Remote ischemic preconditioning (RIPC) has emerged as a procedure for different organs protection against acute ischemia/reperfusion injury as is shown by different clinical trials. Although most studies have been conducted in patients undergoing coronary artery by-pass grafting and valvular heart surgery, also were observed protective effect in other organs as kidneys, intestine and others. RIPC is an innate and powerful mechanism where a tissue or organ is exposed to a transient episode of ischemia-reperfusion and then confer a global resistance to subsequent episodes of ischemia in remote organs. However the potential mechanism through which RIPC works is unclear. The signal transfer to organs is through humoral, neuronal and systemic communications, which activate specific receptors, intracellular kinases and mitochondrial function. Recently has been reported that limb RIPC attenuates intestinal and pulmonary injury after abdominal aortic aneurysm repair and also after pulmonary resection, where they found significant decreases in serum malondialdehyde in treated group with RIPC.

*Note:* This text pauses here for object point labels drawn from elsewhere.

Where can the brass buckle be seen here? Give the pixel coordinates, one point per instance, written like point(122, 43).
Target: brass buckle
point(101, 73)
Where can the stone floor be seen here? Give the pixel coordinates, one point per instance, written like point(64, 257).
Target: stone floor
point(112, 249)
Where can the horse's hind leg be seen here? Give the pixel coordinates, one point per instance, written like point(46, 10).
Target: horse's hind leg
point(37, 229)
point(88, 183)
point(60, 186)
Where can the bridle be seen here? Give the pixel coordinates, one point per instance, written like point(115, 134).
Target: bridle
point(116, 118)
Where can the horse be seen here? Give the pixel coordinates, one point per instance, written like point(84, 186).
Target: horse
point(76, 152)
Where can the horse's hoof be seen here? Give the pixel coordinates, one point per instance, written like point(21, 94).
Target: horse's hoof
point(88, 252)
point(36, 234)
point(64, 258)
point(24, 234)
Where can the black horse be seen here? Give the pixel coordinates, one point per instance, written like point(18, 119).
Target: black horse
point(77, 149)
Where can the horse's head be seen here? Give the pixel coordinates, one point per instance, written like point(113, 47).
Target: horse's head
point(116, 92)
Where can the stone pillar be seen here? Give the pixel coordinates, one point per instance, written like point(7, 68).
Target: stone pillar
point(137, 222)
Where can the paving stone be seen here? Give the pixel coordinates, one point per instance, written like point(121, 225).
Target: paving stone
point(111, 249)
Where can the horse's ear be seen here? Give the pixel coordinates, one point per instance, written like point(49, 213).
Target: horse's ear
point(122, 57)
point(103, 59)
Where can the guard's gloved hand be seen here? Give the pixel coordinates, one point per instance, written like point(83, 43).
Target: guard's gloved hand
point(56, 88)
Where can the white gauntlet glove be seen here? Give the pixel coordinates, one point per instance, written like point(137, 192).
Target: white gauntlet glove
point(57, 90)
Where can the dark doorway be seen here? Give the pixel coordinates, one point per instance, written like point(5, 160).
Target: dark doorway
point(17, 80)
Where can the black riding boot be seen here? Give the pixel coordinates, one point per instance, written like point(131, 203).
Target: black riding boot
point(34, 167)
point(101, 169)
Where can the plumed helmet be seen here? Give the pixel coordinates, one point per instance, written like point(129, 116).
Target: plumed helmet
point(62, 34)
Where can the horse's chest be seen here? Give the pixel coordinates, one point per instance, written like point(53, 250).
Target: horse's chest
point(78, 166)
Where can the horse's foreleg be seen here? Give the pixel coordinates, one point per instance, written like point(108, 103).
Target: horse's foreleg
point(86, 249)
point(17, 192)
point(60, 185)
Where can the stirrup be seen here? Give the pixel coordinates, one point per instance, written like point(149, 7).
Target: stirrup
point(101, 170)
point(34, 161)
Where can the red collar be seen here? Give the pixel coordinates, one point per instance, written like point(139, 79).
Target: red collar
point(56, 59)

EBC collection is non-invasive method for obtain samples from the lower respiratory tract, which contains large number of biomarkers including isoprostanes, nitrogen oxides and hydrogen peroxide. The isoprostanes are a family of products from arachidonic acid produced by the non-enzymatic action of ROS. Increased blood level of 8-isoprostane is considered a reliable index of lipid peroxidation in vivo due to its chemical stability. NO. and superoxide anion (O2.-) react to form ONOO-, which is a powerful oxidant. Nitrites (NO2-) and nitrates (NO3-) are end products of nitric oxide (NO.) and peroxynitrite anion (ONOO-) metabolism and present in the epithelial lining fluid of the respiratory tract. Hydrogen peroxide (H2O2) is a ROS and volatile molecule produced from conversion of superoxide anion (O2.-) to H2O2 by superoxide dismutase and released from inflammatory and epithelial cells of respiratory system.

The aim of this study is to investigate whether RIPC would reduce the oxidative lung injury in cancer patients undergoing lung lobectomy. The primary outcome of this study was compare 8-isoprostene and others oxidative marker levels in EBC and blood between patients receiving RIPC and control patients. Also to evaluate whether there is a correlation between OLV duration and oxidative stress marker levels in EBC and blood.